Странные у них вообще установились отношения: чуть меньше, чем любовники, намного больше, чем просто друзья. Ни слова, ни намека не звучало на тему того чудовищного, оттолкнувшего и создавшего настоящую пропасть между ними — так, будто этого и не было никогда. Впрочем, о противоположном не упоминали тоже, словно те ослепляюще-сумасбродные вспышки являлись каким-то сном. Паша не пытался давить, устраивать разборки, что-то выяснять — понимал, что неуместно и несвоевременно.
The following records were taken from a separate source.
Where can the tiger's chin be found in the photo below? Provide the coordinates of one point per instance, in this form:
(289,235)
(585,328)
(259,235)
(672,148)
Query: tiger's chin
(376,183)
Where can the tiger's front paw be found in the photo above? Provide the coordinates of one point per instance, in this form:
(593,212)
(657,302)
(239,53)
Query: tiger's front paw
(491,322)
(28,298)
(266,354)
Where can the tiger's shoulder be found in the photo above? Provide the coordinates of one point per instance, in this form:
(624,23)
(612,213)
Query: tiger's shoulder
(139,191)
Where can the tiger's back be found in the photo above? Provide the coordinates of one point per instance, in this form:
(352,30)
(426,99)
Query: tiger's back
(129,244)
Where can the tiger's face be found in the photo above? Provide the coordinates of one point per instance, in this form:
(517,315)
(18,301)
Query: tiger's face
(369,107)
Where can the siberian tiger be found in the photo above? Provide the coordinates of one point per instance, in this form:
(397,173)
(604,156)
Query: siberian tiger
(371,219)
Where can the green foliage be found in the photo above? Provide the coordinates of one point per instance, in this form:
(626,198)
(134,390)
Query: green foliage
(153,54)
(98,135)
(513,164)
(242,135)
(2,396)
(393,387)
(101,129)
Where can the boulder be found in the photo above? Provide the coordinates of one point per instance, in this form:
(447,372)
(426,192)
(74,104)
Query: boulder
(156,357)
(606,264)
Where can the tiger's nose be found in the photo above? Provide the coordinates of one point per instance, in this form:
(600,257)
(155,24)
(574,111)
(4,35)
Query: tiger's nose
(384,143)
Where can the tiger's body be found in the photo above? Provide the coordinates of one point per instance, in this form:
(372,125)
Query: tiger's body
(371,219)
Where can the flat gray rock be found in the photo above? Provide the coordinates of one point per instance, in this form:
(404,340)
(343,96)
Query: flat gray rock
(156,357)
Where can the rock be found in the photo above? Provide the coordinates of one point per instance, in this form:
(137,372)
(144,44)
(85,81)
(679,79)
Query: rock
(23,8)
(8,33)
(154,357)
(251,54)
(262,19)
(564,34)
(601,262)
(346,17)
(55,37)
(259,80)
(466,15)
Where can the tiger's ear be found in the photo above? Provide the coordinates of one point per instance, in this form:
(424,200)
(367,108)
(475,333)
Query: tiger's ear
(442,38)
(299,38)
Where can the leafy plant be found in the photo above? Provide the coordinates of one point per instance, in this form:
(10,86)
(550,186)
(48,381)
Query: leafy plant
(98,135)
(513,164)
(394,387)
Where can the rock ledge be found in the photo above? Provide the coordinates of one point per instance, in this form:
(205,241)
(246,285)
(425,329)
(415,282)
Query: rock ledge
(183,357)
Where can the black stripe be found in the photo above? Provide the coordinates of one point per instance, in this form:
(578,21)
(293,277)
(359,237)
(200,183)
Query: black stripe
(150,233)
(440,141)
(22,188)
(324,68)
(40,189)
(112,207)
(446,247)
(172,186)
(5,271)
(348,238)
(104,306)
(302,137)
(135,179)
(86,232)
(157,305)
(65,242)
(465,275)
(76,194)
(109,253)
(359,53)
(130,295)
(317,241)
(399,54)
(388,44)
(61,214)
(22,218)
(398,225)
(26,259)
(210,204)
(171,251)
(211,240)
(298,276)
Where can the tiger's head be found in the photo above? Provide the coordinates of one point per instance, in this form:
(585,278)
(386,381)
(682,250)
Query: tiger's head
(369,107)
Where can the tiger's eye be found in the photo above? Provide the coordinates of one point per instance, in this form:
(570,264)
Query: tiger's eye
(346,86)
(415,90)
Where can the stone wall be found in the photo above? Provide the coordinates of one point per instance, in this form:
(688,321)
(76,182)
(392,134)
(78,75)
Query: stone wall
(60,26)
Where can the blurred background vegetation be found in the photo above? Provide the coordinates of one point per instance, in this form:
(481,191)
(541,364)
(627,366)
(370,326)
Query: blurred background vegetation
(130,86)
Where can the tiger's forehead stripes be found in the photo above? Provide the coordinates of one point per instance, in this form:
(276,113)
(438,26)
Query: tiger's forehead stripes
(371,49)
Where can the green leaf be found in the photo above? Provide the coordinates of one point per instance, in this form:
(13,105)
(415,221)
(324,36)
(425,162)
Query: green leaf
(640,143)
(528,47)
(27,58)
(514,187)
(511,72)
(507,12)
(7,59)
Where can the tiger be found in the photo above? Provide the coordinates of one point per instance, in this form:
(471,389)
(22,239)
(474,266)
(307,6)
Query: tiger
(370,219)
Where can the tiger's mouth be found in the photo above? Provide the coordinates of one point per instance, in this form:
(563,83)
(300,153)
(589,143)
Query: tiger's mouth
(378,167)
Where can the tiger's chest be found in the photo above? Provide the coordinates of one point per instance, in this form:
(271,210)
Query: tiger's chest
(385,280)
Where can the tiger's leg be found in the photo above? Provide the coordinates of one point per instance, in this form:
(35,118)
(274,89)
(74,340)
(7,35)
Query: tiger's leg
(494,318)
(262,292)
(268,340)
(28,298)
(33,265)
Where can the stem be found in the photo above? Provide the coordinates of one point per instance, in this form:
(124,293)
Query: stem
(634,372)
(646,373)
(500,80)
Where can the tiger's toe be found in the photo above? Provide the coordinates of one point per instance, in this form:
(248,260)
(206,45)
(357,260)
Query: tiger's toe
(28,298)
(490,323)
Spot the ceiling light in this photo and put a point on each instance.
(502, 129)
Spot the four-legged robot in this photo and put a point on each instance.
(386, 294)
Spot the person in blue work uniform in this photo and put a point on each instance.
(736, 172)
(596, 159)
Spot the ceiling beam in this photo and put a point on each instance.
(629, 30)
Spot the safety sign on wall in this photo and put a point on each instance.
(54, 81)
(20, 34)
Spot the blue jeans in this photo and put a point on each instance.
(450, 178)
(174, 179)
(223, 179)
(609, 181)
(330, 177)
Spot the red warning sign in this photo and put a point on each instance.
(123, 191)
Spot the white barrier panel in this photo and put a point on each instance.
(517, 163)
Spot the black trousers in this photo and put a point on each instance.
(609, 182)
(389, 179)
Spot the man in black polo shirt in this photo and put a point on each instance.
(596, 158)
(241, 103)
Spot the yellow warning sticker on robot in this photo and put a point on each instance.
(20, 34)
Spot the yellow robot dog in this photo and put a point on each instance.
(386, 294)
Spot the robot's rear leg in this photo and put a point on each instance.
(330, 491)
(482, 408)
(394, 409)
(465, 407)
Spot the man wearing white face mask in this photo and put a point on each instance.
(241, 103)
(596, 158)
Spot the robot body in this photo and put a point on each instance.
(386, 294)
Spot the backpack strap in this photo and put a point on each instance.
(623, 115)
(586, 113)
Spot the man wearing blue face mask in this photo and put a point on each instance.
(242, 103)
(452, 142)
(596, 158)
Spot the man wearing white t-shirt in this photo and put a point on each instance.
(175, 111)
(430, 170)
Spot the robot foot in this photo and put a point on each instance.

Но та волна внезапно обрушившейся на Иру заботы закружила бурлящим водоворотом, которому она не могла — не хотела — сопротивляться. Слишком много сил ушло на удержание равновесия после закрутившихся событий, чтобы еще и из-за такой ерунды ломать копья и спорить до хрипоты. Тем более что Ткачев ничего не требовал, ни случайным взглядом, ни брошенной невзначай фразой не давал понять, что чего-то от нее ждет, что она что-то ему должна — как-то совсем естественно, иронично и ненавязчиво у него все получалось. И впервые, пожалуй, за всю свою жизнь, она, ожидая развязки затянувшейся истории, несмотря ни на что чувствовала себя такой защищенно-спокойной. Ни моментально слившийся эгоистичный, расчетливый Игорь, ни Глухарев, милостиво уделявший ей время между работой и пьянками с Антошиным, ни бесхребетно-ведомый Андрей не дарили ей и малой доли этого удивительного чувства, в котором она теперь просто терялась и таяла. Недолгие прогулки по парку; оставленный на столе в кабинете пакет с булочками и бумажный стаканчик еще горячего кофе с забавным рисунком маркером; внимательный взгляд на нее, морщившуюся и потиравшую виски, торопливое: “Ирин Сергевна, сейчас таблетку вам принесу”; встреча поздно вечером на парковке, выпавшие из рук ключи и не терпящее возражений: “Ирин Сергевна, давайте я поведу, вы вон уже на ногах еле держитесь”; сытный и вкусный завтрак каждый раз, когда, замотанный и уставший, оставался у нее на ночь… Сашка только многозначительно хмыкал, завидев в дверях неизменную широкоплечую фигуру, но явление дрыхнущего у них на диванчике в кухне “просто друга” никак не комментировал. Спеться они успели, что ли…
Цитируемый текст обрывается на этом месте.